A. Promote wellness in the professional environment.

  1. General measures
  2. Strategies for shift work
  3. Strategies for managing difficult and violent patients.
  4. Professional support groups.


B. Cultivate close family and social relationships.


C. Develop and maintain physical fitness.


D. Cultivate methods of relaxation and renewal.



a. Prevalence rate of symptoms of SWD in emergency medicine providers in India is 13-27%. Symptoms of SWD occurred more frequently in people who performed shift work and night shift work compared to those who did to work in shifts.(p=0.048).


b. Women are 3 times more likely to have SWD than their male counterparts.(p=0.0416) (OR = 3.006, 95% CI – 1.043-8.665)

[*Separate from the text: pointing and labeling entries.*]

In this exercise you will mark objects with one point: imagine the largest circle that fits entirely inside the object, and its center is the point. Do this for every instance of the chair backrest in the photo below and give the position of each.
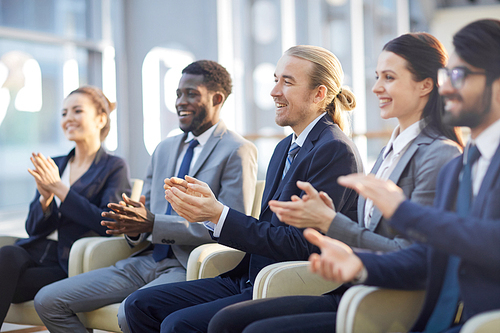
(257, 200)
(77, 257)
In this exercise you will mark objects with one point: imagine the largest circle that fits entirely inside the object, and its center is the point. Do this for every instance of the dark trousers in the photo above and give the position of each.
(184, 306)
(283, 314)
(25, 270)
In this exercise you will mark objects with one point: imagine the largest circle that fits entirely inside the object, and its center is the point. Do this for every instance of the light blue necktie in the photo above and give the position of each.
(446, 305)
(160, 251)
(294, 149)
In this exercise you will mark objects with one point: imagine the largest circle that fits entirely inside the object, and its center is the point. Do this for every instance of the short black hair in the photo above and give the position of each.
(215, 76)
(478, 43)
(424, 55)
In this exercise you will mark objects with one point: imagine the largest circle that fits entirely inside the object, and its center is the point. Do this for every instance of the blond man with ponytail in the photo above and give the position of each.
(307, 80)
(327, 71)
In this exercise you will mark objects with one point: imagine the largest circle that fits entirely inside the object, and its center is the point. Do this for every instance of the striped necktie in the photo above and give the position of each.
(294, 149)
(160, 251)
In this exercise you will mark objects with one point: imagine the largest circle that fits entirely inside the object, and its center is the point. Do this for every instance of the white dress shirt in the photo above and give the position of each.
(487, 142)
(395, 149)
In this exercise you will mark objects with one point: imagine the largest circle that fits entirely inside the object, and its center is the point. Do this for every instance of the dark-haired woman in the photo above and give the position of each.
(72, 192)
(420, 145)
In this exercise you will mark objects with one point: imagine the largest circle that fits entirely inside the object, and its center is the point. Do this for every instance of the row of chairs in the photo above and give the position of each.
(362, 308)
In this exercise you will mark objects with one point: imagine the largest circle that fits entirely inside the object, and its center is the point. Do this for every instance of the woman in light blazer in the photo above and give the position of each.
(420, 145)
(72, 192)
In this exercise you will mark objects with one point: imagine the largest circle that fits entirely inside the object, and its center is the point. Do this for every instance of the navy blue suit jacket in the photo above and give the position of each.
(80, 213)
(326, 154)
(440, 232)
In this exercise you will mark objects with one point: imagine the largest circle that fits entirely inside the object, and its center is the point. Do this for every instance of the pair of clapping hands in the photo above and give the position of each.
(48, 181)
(193, 200)
(190, 198)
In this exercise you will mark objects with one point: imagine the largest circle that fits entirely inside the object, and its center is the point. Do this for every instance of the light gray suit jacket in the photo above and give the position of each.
(227, 163)
(416, 173)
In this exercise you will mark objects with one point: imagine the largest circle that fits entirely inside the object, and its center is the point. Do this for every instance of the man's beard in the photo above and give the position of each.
(470, 117)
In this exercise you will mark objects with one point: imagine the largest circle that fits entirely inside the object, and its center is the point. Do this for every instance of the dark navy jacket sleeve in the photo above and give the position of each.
(87, 198)
(329, 157)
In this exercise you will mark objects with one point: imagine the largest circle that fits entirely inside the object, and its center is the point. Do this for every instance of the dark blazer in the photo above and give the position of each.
(416, 173)
(80, 213)
(439, 233)
(326, 154)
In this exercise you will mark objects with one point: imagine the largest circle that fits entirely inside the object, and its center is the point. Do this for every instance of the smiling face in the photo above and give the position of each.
(400, 96)
(80, 121)
(466, 106)
(194, 105)
(294, 100)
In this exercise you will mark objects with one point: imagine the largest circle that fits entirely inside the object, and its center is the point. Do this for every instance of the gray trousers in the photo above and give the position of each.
(58, 303)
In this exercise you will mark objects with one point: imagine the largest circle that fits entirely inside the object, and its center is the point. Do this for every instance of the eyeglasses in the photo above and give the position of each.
(456, 75)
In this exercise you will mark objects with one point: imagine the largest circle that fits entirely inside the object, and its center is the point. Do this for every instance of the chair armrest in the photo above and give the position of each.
(211, 260)
(7, 240)
(482, 323)
(77, 255)
(372, 309)
(91, 253)
(290, 278)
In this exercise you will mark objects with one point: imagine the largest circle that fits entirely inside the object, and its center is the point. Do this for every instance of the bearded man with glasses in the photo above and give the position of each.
(457, 253)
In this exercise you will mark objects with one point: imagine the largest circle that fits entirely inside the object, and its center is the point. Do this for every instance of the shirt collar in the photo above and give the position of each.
(203, 137)
(303, 136)
(487, 142)
(399, 141)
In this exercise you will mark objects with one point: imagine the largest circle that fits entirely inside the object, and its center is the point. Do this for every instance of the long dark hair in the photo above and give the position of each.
(424, 55)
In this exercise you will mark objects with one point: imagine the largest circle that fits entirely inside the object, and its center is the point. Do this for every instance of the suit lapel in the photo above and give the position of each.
(489, 181)
(277, 168)
(304, 150)
(361, 199)
(398, 170)
(209, 147)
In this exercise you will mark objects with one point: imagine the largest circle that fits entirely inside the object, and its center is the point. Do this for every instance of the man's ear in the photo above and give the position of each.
(217, 98)
(426, 87)
(320, 94)
(495, 94)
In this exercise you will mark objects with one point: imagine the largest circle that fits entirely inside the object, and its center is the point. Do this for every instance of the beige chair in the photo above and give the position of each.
(210, 260)
(485, 322)
(372, 309)
(86, 254)
(103, 252)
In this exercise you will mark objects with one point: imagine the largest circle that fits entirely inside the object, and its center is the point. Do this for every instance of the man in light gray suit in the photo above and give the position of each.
(207, 150)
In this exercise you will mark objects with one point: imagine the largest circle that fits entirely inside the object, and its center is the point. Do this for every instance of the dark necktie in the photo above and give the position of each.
(442, 315)
(294, 149)
(160, 251)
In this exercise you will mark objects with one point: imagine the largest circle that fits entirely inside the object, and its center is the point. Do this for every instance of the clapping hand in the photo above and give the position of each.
(193, 200)
(336, 262)
(315, 209)
(130, 217)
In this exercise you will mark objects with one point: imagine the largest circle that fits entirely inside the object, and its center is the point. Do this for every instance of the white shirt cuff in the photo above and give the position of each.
(134, 241)
(218, 227)
(361, 277)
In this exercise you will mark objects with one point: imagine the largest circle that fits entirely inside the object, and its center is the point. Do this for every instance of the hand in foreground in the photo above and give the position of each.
(130, 217)
(314, 210)
(197, 203)
(337, 262)
(386, 195)
(180, 184)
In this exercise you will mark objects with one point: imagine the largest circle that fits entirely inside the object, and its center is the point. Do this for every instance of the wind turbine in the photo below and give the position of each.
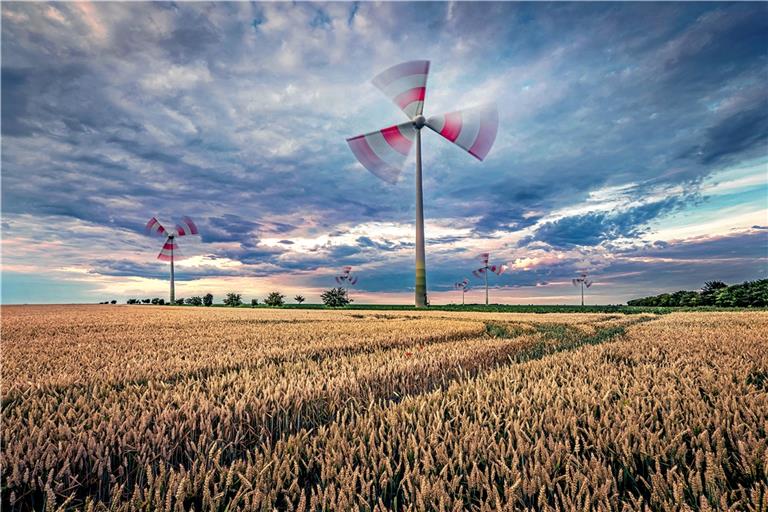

c. Shift work disorder is strongly associated with bad sleep hygiene. (p<0.0001 for SHI score >26) Whether shift work leads to bad sleep hygiene practices that results in shift work disorder is subject to further research.


d. Though SWD is associated with higher ESS scores(p=0.015), SWD patients may have normal ESS scores. Having a normal ESS score does not exclude SWD or other sleeping disorders.


e. People with SWD reported lower job satisfaction scores (p=0.037).Despite all the health and sleep problems, (66.5%) majority of the study population report high job satisfaction scores(>3/5), reasons for which are subject to further research.


f. People with SWD are more likely to use sleeping aids.(p=0.0014)(OR= 1.19, 95% CI -1.011-1.405.)


g. Majority (60%) of study population can be said to have a delayed phase sleep cycle(evening type person), thus making them likely to function or perform better in shifts that start later in the day. Whereas the other 40% with early phase cycle(morning type person) may be more suitable for early morning shifts. Even though there is no statistical data to support this, individual should ideally work in whichever shift is best preferable to him/her.


h. Mean age of emergency medicine providers in India is approximately 31 years underlining the fact that it is a young and upcoming specialty.


i. Mean BMI of study population is 26, suggesting most of our study population borders on overweight category.


j. Commonest (>15%) health complaints recorded were fatigue, poor interpersonal relationships, irritability/mood swings, dark circles, weight gain, migraine, depression, irritable bowel, GERD, frequent URTIs among many others.


k. Commonest occupational complaints were argument with coworker, dissatisfied patient, delayed management, inappropriate disposition and clumsiness in fine motor activity.